Mais quel genre de "ou"? Des centaines de milliers, des millions de personnes inondent le monde de larmes, le crient - et cela ne donne rien ...
Gare. Les gardes ont escorté les prisonniers de la voiture; une rencontre de regards avec un officier marchant derrière et à distance le long des lignes. "Qui est-ce avec des yeux?" - Et ses yeux sont comme un abîme, sans pupilles. "Fou", répond l'escorte avec désinvolture. "Il y a beaucoup d'entre eux ..."

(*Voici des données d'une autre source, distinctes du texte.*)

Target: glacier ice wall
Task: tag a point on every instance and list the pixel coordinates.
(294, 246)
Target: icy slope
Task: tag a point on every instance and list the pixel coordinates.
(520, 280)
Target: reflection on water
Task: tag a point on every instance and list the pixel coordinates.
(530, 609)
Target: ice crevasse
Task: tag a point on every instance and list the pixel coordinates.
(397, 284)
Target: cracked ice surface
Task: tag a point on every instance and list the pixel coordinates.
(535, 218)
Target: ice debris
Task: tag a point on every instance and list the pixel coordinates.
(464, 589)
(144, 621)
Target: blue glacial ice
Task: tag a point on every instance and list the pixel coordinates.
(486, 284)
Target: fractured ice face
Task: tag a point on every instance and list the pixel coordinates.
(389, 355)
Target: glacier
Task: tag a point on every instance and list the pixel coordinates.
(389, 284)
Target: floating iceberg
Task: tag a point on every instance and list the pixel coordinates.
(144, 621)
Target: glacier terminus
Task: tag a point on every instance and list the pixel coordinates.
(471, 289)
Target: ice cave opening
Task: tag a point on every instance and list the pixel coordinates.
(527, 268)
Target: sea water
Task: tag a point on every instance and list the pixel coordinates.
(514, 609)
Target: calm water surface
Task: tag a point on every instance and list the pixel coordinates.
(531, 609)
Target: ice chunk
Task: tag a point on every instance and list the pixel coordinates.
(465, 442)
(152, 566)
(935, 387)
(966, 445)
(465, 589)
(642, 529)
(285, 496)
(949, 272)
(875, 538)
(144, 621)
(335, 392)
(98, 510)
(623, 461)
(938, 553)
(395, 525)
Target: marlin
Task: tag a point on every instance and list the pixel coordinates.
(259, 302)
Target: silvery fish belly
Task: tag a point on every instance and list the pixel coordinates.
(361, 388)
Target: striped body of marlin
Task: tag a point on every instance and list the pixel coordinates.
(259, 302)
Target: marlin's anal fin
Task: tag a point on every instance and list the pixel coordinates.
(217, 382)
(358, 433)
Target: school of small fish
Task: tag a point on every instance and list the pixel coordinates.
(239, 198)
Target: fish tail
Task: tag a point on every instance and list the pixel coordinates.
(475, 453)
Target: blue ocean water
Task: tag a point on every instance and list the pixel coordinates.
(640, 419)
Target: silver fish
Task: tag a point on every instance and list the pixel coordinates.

Dans le journal parmi des centaines de noms de morts - le nom de la sœur du marié. Soudain, une lettre arrive du journal, de lui, celui assassiné, adressé au frère décédé. Dead - correspondre, parler, discuter des nouvelles de première ligne. C'est plus réel que cette manifestation où il n'y a toujours pas de morts. "Le corbeau hurle ..." - répété plusieurs fois dans la lettre, gardant toujours la chaleur des mains de celui qui l'a écrite ... Tout cela est un mensonge! Il n'y a pas de guerre! Le frère est vivant - tout comme le fiancé de la sœur! Les morts sont vivants! Mais qu'en est-il des vivants? ..
Théâtre. La lumière rouge se déverse de la scène vers les stands. Horreur, combien de personnes ici - et toutes vivantes. Et si vous criez maintenant:
"Feu!" - quel sera le béguin, combien de spectateurs mourront dans ce béguin? Il est prêt à crier - et à sauter sur la scène, et à regarder comment ils commencent à s'écraser, s'étrangler, s'entretuer. Et quand le silence viendra, il jettera dans la salle en riant: "C'est parce que tu as tué ton frère!"
«Tais-toi», lui murmure quelqu'un sur le côté: il a apparemment commencé à exprimer ses pensées à voix haute ... Dors, l'autre est pire. Dans chacun - la mort, le sang, les morts. Les enfants de la rue jouent à la guerre. L'un, voyant un homme à la fenêtre, lui demande. "Ne pas. Tu me tuera ... "
De plus en plus de frère vient. Et avec lui - d'autres morts, reconnaissables et inconnus. Ils remplissent la maison, serrés dans toutes les pièces - et il n'y a plus de logement pour eux.